Por Juan Manuel De Prada |
En
realidad, toda economía que tiene como horizonte el ‘crecimiento’ es lesiva para la supervivencia humana. Una economía puede ‘crecer’ hacia un objetivo limitado; pero cuando se funda en un crecimiento general ilimitado se convierte en pura depredación. El fomento y la expansión
de las necesidades es la antítesis de una vida sabia y virtuosa; pero es también la antítesis de la paz y la libertad. Pues cada vez que aumentamos nuestras necesidades, incrementamos nuestra dependencia
de fuerzas exteriores sobre las cuales no tenemos ningún control; fuerzas que se fortalecen con nuestras nuevas formas de dependencia. Empezando, naturalmente, por las que genera la tecnología, que no ha hecho
sino favorecer el consumismo desaforado, la deslocalización, la automatización y el gigantismo económico. Una vida sabia y virtuosa exige una nueva orientación de la tecnología hacia lo próximo,
que estimule la creatividad humana y no la supla, que fomente el cooperativismo, que devuelva su dignidad al trabajo, que favorezca la descentralización de la población y la recuperación del mundo rural.

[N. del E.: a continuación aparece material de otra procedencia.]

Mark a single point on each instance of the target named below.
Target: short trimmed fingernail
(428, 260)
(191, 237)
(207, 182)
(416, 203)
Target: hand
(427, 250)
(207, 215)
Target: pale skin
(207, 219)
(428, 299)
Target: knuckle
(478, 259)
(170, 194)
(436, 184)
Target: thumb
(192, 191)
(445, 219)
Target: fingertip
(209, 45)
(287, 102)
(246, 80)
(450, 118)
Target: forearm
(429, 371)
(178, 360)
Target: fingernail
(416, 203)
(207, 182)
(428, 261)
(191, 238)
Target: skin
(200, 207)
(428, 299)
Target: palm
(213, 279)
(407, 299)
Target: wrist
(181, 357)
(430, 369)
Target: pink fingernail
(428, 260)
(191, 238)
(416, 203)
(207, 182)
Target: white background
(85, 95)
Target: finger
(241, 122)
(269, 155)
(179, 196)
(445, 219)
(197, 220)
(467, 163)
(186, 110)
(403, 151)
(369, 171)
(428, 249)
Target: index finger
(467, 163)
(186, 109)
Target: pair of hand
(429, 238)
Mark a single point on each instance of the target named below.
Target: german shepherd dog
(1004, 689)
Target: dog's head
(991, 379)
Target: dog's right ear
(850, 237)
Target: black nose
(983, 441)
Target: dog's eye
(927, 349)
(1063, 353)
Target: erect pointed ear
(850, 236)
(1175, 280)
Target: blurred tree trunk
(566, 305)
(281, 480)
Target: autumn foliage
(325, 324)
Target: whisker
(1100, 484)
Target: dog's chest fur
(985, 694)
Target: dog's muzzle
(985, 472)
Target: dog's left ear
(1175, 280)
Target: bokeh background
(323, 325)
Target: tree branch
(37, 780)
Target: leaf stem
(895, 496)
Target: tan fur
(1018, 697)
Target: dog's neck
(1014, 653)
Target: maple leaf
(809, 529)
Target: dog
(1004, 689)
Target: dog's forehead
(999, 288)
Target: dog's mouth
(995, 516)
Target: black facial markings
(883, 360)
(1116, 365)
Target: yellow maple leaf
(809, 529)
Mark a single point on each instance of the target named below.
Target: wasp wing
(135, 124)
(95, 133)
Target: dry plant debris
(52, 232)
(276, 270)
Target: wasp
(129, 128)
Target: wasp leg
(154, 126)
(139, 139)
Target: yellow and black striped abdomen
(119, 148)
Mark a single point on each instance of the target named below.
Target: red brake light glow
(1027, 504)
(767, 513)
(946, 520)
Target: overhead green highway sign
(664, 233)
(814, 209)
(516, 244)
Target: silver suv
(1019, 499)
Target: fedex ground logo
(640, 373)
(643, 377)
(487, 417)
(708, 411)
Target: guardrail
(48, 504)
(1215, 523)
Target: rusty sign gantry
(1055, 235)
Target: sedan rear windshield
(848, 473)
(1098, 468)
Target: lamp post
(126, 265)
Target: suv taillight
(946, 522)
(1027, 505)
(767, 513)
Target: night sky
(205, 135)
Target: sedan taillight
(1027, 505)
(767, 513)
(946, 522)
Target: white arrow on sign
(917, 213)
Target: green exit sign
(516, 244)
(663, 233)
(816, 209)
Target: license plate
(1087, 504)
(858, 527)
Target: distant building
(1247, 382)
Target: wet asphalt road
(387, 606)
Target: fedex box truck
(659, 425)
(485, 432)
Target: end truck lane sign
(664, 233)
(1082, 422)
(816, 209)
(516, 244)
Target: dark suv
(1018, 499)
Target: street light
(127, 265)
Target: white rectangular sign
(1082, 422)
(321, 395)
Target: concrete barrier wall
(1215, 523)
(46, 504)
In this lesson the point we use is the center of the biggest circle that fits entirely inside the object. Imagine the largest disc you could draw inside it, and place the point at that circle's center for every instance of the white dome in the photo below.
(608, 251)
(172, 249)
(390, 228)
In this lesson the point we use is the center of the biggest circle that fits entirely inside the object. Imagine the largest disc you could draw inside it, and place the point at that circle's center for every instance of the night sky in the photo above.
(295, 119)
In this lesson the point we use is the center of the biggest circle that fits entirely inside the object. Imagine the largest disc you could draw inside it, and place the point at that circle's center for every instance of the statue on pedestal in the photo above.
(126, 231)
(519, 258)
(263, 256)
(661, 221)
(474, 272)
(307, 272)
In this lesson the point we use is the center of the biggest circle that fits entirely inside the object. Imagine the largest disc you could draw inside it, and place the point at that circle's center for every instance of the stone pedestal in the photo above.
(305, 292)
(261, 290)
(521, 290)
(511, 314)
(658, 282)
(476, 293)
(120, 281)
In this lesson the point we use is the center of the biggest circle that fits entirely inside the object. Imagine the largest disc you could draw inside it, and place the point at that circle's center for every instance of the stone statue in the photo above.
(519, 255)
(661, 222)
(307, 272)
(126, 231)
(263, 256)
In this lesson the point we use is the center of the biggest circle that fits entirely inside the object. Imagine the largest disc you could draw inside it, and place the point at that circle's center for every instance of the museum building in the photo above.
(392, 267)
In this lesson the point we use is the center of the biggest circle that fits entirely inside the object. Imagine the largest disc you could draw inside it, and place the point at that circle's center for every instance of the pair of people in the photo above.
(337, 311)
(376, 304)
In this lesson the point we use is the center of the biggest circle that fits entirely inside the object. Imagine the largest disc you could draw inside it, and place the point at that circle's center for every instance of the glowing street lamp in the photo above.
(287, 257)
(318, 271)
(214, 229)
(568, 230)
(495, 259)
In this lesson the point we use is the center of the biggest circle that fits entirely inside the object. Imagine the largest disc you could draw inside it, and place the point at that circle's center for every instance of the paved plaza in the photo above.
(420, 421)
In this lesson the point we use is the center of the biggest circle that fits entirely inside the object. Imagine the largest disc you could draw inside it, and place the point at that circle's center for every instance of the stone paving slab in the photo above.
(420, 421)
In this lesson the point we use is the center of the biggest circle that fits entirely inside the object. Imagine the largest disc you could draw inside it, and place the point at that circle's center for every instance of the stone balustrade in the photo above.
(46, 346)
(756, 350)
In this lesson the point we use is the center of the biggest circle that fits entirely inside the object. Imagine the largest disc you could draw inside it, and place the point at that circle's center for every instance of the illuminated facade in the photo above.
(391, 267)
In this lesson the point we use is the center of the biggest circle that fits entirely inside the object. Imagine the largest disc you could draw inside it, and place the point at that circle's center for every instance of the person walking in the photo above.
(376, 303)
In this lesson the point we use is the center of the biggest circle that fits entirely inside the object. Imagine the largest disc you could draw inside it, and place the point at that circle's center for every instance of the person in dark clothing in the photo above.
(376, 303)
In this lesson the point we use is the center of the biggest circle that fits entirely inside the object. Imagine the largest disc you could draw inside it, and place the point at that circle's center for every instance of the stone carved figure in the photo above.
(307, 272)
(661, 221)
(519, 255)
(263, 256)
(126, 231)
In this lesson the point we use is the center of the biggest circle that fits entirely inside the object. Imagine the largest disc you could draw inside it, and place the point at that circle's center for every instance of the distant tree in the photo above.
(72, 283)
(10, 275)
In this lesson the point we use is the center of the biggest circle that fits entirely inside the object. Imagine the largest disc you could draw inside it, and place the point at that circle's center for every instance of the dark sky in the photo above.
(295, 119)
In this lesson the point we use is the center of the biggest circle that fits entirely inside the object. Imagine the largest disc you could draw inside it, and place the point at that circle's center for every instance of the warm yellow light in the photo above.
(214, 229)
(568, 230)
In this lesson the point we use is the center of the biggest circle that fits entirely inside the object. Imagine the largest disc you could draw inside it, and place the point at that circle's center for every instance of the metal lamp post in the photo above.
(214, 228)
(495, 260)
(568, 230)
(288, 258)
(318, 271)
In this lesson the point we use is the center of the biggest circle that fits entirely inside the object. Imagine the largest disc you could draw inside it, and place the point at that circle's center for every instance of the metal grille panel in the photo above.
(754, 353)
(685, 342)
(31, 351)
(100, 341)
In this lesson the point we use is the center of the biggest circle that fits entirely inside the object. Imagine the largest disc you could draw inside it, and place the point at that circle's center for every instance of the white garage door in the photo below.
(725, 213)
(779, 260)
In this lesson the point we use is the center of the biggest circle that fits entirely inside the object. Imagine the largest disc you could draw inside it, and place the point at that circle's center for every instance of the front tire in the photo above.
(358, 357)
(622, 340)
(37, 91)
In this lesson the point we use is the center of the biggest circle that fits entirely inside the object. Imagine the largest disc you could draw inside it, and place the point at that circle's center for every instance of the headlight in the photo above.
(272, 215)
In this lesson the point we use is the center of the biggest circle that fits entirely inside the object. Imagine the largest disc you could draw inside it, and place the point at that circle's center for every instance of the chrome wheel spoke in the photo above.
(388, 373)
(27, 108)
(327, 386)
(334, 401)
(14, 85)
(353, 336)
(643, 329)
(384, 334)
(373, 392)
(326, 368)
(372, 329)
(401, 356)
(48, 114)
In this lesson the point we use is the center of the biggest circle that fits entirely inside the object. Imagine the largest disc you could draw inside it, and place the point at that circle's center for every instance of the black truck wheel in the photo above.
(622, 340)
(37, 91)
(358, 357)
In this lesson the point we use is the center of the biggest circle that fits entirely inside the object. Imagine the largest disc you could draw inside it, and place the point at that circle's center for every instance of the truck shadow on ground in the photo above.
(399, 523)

Chesterton se rebelaba contra quienes afirmaban exultantes que, gracias a los trenes veloces que recorrían de un extremo a otro Inglaterra, se podía disponer de manzanas
de forma rápida y barata. «Lo que de verdad es más rápido y barato para los hombres es arrancar una manzana del manzano de su huerto y llevársela a la boca», escribía. Y, además,
el propietario de un pequeño huerto pondrá siempre mucho más cuidado en asegurar la salud de su fuente de ingresos que esas compañías transnacionales que creen que el universo es su
proveedor inagotable. Las transacciones mercantiles a gran escala generan contaminación, destruyen tradiciones locales, arrasan paisajes, vacían regiones, convierten el mundo en un inmenso basurero. Y trastornan
a los seres humanos a los que atrapan en su lógica destructiva, fundada en el consumismo. Millones de personas moviéndose compulsivamente, haciendo crecer de forma patológica las ciudades, convirtiendo
el mundo entero en un festín bulímico. Resulta muy aleccionador que algunos sólo tengan en cuenta los efectos devastadores de esta incesante movilidad favorecida por la economía a gran escala cuando
se trata de combatir la inmigración. Quienes afirman que combatir el comercio electrónico o la globalización es tan inútil como «ponerle puertas al campo» se tornan misteriosamente partidarios
de poner puertas, muros y alambradas al campo para evitar que lleguen inmigrantes. Que sólo dejarán de venir cuando se instauren economías a pequeña escala que les permitan llevar en su tierra una
vida sabia y virtuosa.
Pero no existirá tal vida mientras no se humanicen las condiciones del trabajo, que no debe ser entendido como una condena que algún día será reemplazada
por la automatización, sino como una vocación humana que necesita ser colmada. Pues, junto con la familia, el trabajo es lo que el hombre necesita para ser auténticamente libre y expresar su creatividad.
Un trabajo que destruye el alma, en cambio, exige las anestesias y formas de escapismo más agresivas, entre las que siempre se cuenta el consumismo, que es siempre expresión de degradación moral.